China believes they can avoid the
Soviet error by making it profitable for Western firms to set up factories in
China, where Chinese managers and workers can be taught how to make things
right. At the same time. China allows thousands of their best students to go to
the United States to study. While most of these students will stay in America,
where there are better jobs and more opportunities, some will come back to
China, and bring American business and technical skills with them. Finally,
China energetically uses the "thousand grains of sand" approach to espionage.
This involves China trying to get all Chinese going overseas, and those of
Chinese ancestry living outside the motherland, to spy for China, if only a
tiny bit.
This approach to espionage is nothing
new. Other nations have used similar systems for centuries. What is unusual is
the scale of the Chinese effort. Backing
it all up is a Chinese intelligence bureaucracy back home that is huge, with
nearly 100,000 people working just to keep track of the many Chinese overseas,
and what they could, or should, be to trying to grab for the motherland. It
begins when Chinese intelligence officials examining who is going overseas, and
for what purpose. Chinese citizens cannot leave the country, legally, without
the state security organizations being notified. The intel people are not being
asked to give permission. They are being alerted in case they want to have a
talk with students, tourists or business people before they leave the country.
Interviews are often held when these people come back as well.

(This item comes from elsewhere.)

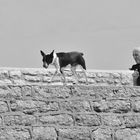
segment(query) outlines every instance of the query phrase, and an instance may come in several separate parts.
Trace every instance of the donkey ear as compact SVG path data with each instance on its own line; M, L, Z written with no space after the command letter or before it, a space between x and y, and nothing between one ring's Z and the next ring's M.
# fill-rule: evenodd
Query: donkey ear
M43 51L40 51L40 53L43 57L45 56L45 53Z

Those who might be coming in contact
with useful information are asked to remember what they saw, or bring back
souvenirs. Over 100,000 Chinese students go off to foreign universities each
year. Even more go abroad as tourists or on business. Most of these people were
not asked to actually act as spies, but simply to share, with Chinese
government officials (who are not always identified as intelligence personnel)

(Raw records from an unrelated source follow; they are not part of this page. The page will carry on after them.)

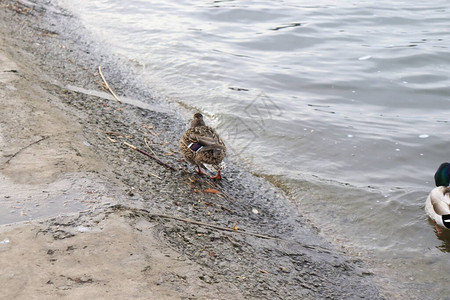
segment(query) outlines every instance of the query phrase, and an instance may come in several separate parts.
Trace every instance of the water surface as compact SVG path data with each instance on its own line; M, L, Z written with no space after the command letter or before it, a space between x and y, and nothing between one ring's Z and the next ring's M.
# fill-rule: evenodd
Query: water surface
M390 274L389 295L448 295L450 237L423 209L450 160L446 1L59 2L159 97L204 112L323 235Z

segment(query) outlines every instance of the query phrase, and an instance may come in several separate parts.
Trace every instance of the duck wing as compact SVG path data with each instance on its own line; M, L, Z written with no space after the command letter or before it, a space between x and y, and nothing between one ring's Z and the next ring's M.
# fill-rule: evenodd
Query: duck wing
M440 216L450 214L450 198L445 187L434 189L430 195L433 210Z

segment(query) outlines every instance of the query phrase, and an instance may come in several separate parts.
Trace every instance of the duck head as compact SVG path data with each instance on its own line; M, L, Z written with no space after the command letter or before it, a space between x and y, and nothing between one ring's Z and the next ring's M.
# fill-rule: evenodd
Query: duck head
M194 114L194 120L191 122L191 128L197 126L205 126L205 121L203 121L203 115L201 113Z
M436 186L449 186L450 184L450 163L446 162L439 166L434 174Z

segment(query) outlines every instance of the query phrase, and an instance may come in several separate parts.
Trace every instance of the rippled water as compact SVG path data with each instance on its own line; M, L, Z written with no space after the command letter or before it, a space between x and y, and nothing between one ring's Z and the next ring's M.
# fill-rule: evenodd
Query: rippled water
M447 1L60 3L328 238L408 296L449 294L450 236L423 209L450 160Z

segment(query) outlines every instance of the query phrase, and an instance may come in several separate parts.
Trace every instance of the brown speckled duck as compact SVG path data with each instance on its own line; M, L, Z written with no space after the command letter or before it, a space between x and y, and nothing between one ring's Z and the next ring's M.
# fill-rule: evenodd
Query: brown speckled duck
M222 179L220 171L227 148L217 132L206 126L201 113L194 114L191 127L180 138L180 152L184 158L197 166L197 173L206 174L201 168L212 165L217 171L213 179Z

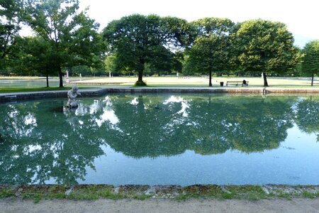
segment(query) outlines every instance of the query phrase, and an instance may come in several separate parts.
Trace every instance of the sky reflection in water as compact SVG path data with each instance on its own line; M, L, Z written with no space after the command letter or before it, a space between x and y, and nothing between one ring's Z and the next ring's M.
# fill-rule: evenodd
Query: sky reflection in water
M131 95L0 105L0 184L319 184L319 97Z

whatever information they obtained. The more ambitious of these people are
getting caught and prosecuted. But the majority, who are quite casual, and,
individually, bring back relatively little, are almost impossible to catch.
Like the Russians, the Chinese are also
using the traditional methods, using people with diplomatic immunity to recruit
spies, and offering cash, or whatever, to get people to sell them information.
This is still effective, and when combined with the "thousand grains of sand"
methods, brings in lots of secrets. The final ingredient is a shadowy venture
capital operations, sometimes called Project 863, that offers money for Chinese
entrepreneurs who will turn the stolen technology into something real. No
questions asked. If you can get back to China with the secrets, you are home
free and potentially very rich.
But there are some legal problems. When
the Chinese steal some technology, and produce something that the Western
victims can prove was stolen (via patents and prior use of the technology),
legal action can make it impossible, or very difficult, to sell anything using
the stolen tech, outside of China. For that reason, the Chinese like to steal
military technology. This kind of stuff rarely leaves China. And in some cases,
like manufacturing technology, there's an advantage to not selling it outside
of China. Because China is still a communist dictatorship, the courts do as
they are told, and they are rarely told to honor foreign patent claims.